First, do yourself a philosophical favor and watch the film “Agora” (2009).

Now that you’ve seen it, I’m not worried about playing spoiler. Ok, even if you haven’t had a chance to watch it yet, it’s historical fiction, so just pretend I’m refreshing your memory concerning the social and spiritual upheaval in the 4th century CE that led to the fall of the Roman Empire and the rise of Christendom. The film is set in Alexandria and portrays the life of Hypatia, a neo-Platonic philosopher most famous for her astronomical work–and for being perhaps the first witch murdered by Christian converts.

Rumor has it she was as beautiful as she was brilliant. This put her male students in a rather awkward position. One of them, Orestes (who would later become prefect of the city), pronounced his love for Hypatia publicly, climbing on stage during the intermission of a drama to play a song on his flutes, which he gifts her upon concluding. She accepts, but later on in class, she offers him a present in return: a wadded handkerchief stained with menstrual blood.

She says, in effect, “You’re not in love with me, but with the idea of beauty reflected in your soul.” She goes on to remind her students of the corruptibility of earthly life and the eternal perfection of the heavens.

This got me thinking about an often unacknowledged link within the very heart of philosophy itself between the celestial and the sexual.

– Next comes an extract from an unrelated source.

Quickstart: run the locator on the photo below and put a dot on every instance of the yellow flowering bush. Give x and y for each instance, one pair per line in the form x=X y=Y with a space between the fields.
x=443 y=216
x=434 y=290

The infinite stillness and pure identity of spirit tend to draw the philosopher toward the sky; but the sensual seduction of sweaty merger responsible for giving him or her life in the first place keeps the philosopher on the ground, where bodily senses restrict the vision of space and mortality strains the tie to eternity.

Hypatia is forced to admit later in the film that Ptolemy’s model of the solar system may be incorrect. She realizes that the planets may actually orbit the sun, and that these orbits must be elliptical, rather than perfectly circular. Whether or not this realization on her part is fictional or historical, we will never know, because her works were destroyed after the Christians burnt the library at Alexandria. But it leads her to question whether the universe even has a center. The social and political turmoil raging around her at the time was an indication that all really was ruled by chaos and disorder. The gods of old were failing, being replaced by Christ, whose message of love and charity seemed mostly lost on the “soldiers of Christ” who brutally murdered Hypatia in 415 CE.

I suppose this is the crux of it for the lover of wisdom: if human life is ruled by passion alone, reason is lost. But if it is ruled by reason alone, there is no longer any life to live. Might there be some hidden harmony between spirit and flesh? I believe there is, but this Great Balance is the hardest thing in or beyond the world to find. You might call it the heart, but don’t mistake my meaning for the physical organ. I am speaking of the Love which beats the heart, which bleeds into earthly life from beyond because it cannot bear to let us live and die alone.

This is why philosophy cannot find its way without some reconciling agent who brings heaven down to earth. I’m not sure if any Platonist has ever truly felt at home on this wandering planet. I suspect not. And I’ve no idea who the Christians depicted in this film believed they were killing for. I suspect that Christianity swept across Europe for reasons that are just now becoming conscious to us. Initially, the human psyche was thrown into a violent battle against itself, old against new, mother against father, father against son, brother against brother. Perhaps the dust will settle soon and the trinity will become holy once more.